I wish this site had a twit filter.
@Phil I did misread your initial post; I thought you were stating that the test was never done, not that Tesla themselves did the EPA test. Reading comprehension ftw.
@deemo: Sorry to say the relationship between your overall watt hour per mile number and the EPA test result is purely coincidental unless your driving profile deliberately matches the EPA test specs. But you are getting some nice results.
"They do not need to under report, they are choosing to do so."
They are not forced to under report by the EPA. But as I said the EPA number reported is supposed to represent what what a real world driver (driving like a grandma perhaps) can expect. If Tesla posts numbers that are too far out of line with the real world they _will_ get sued. They don't want that. And as someone else pointed out if their numbers don't represent the real world the EPA can fine them.
The 0.7 figure does not have magical properties that 100% perfectly turn ideal range numbers into real-world range numbers. Some cars need further adjustment to make the EPA number real. I think it's much more more likely that Tesla is simply making that further adjustment than "sandbagging."

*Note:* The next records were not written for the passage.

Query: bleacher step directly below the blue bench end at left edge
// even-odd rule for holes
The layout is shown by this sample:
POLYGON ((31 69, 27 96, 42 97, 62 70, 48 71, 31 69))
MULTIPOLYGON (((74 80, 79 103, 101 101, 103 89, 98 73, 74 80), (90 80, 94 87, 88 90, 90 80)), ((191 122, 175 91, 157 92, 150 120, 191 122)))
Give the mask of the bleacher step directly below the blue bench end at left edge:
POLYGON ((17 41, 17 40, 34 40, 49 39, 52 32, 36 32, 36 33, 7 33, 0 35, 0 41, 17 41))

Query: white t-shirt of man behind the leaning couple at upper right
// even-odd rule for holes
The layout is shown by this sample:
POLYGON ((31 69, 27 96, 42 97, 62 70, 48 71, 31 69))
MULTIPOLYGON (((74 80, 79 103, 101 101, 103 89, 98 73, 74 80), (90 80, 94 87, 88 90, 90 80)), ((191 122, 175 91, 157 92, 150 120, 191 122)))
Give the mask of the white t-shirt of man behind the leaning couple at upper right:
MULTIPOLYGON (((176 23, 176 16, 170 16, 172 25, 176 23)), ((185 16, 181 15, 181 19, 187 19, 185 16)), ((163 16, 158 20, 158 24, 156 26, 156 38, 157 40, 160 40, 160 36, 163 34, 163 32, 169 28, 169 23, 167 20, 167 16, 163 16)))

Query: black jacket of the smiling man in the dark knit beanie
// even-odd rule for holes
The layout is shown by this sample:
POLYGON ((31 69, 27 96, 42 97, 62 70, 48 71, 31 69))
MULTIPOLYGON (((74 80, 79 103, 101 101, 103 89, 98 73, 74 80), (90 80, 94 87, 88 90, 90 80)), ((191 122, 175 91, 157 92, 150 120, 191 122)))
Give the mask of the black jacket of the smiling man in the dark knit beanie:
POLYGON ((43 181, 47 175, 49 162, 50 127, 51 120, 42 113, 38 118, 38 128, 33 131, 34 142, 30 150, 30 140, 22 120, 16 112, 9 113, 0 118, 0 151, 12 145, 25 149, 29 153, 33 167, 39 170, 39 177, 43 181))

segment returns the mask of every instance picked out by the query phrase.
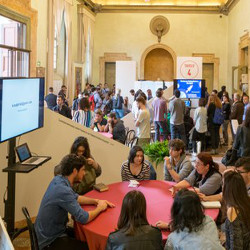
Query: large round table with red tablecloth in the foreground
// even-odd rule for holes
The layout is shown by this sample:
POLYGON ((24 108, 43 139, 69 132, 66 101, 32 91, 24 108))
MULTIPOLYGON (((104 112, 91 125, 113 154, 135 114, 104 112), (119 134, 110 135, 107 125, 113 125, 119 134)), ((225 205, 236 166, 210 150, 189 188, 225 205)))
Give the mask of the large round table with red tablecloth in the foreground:
MULTIPOLYGON (((141 181, 137 188, 129 188, 129 182, 118 182, 109 185, 109 190, 106 192, 98 192, 93 190, 86 196, 108 200, 115 204, 115 208, 108 208, 102 212, 95 220, 86 225, 75 223, 76 237, 79 240, 88 242, 90 250, 104 250, 110 232, 115 231, 118 218, 121 211, 122 200, 126 193, 131 190, 141 191, 147 201, 147 218, 149 224, 155 226, 158 220, 170 221, 170 210, 173 203, 173 198, 169 188, 175 183, 166 181, 141 181)), ((93 210, 94 207, 85 205, 83 208, 86 211, 93 210)), ((219 209, 205 209, 205 214, 216 220, 219 209)), ((169 231, 162 231, 164 243, 167 240, 169 231)))

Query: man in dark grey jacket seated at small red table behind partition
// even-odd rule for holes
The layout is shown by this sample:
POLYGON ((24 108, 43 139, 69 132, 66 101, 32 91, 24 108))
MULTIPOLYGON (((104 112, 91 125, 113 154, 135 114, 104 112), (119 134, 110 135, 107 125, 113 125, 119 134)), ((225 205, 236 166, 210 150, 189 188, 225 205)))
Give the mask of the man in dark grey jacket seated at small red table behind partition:
POLYGON ((104 131, 112 134, 114 140, 124 144, 126 137, 125 127, 123 121, 116 118, 115 113, 111 112, 108 114, 108 123, 104 131))

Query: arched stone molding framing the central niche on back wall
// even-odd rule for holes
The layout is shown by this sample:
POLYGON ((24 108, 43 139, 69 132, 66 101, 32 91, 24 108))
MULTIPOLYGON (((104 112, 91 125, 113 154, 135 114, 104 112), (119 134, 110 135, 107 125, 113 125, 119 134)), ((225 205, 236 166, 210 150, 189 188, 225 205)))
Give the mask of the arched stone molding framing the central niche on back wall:
POLYGON ((145 59, 147 57, 147 54, 154 49, 164 49, 170 53, 170 55, 172 56, 173 61, 174 61, 174 76, 173 76, 173 78, 175 78, 175 76, 176 76, 176 53, 169 46, 167 46, 165 44, 154 44, 154 45, 148 47, 142 53, 141 62, 140 62, 140 79, 144 79, 144 68, 145 68, 144 66, 145 66, 145 59))

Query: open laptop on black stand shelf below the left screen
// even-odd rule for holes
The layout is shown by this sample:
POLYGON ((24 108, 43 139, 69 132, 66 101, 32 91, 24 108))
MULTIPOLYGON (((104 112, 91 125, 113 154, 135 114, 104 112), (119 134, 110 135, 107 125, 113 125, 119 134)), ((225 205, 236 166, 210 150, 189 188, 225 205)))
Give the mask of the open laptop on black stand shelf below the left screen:
POLYGON ((20 164, 23 165, 38 165, 48 159, 47 156, 32 156, 27 143, 15 147, 15 150, 20 164))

Another point is that we've seen pictures of the center screen of the the car while it is charging. None suggested that the car's range would be higher than what they claim. Or are you also suggesting that Tesla has programed the computer to lie?
"Please quit with the troll type comments - you are purely speculating with no data or knowledge."
How is suggesting a plausible explanation for why the EPA number might be lower than maximum allowed a "troll type comment?"
@KP: 83 kWh sounds about right if you assume the 2170s are about 5% more energy efficient than today's 18650s
JB said in. A talk last Nov. that the efficiency would be 10-15% better. 5% would be more realistic.
With 5% assumption the 4416 2180s in the M3 long range pack should hold about 82.7 kWh.
@Iwantmy3 reports 78.3 kWh useable above. That would suggest a buffer of about 4.4 kWh which would be reasonable.
At 65 mph with a 20% weight advantage over the MS and maybe 10% air resistance advantage (lower coefficient of drag and smaller frontal cross section) the M3 should burn about 270 watt hours per mile vs 320 or so for the RWD MS. This equates to 290 miles at 65. The EPA test produces about 14% less energy burn than constant 65. Bottom line: with the numbers you folks have, the long range M3 should show an EPA rated range of 333 miles.
@noLeaf4me: Don't want to rain on your parade but a 711 mile trip broken into 3 theoretical 237 mile segments would require two charging stops gaining about 62 kWh each if you toddle along at 65 mph with no change in elevation and no headwind. The maximum rate at which the M3 big battery will charge is at 92.7 kW. That means the best you could hope for is 40 minutes. In reality it will be longer than that because the Supercharger will lower the charging power as charging progresses.
Or @noLeaf could make 3 shorter stops, which is a better use of time. :)
Based on the reduced cross-sectional area and slightly lower Cd, the "3" should have ~19% less drag than an "S" (by my numbers). That could give the "3" 318 miles of highway driving (same as EPA reported number).
For an EV that gets charged every night (as most will), city driving range becomes irrelevant at some point. How does anyone put on over 300 miles of city driving in a day? For long range EVs, the only number that counts is the highway range. This is the number that gets shown on Tesla's website. It may be that they are basing their 310 mile range quote on HWY only numbers. (I believe that the "s" does better on the hwy than in the city due to its increased weight)
Highway EPA rating was 318 miles
2.5% margin gives 310 miles.
There is a formula that is used to derive the single(combined) range number from the city and highway numbers. You can't just pick one or the other.
@ ReD eXiLe ms us
"hsadler: Perhaps. The Model Year is designated by the VIN. once again, every Model X built in 2015 was a MY 2016 vehicle, officially."
Didn't know they had changed. Or else our Apr '13 MS is actually a 2014 model?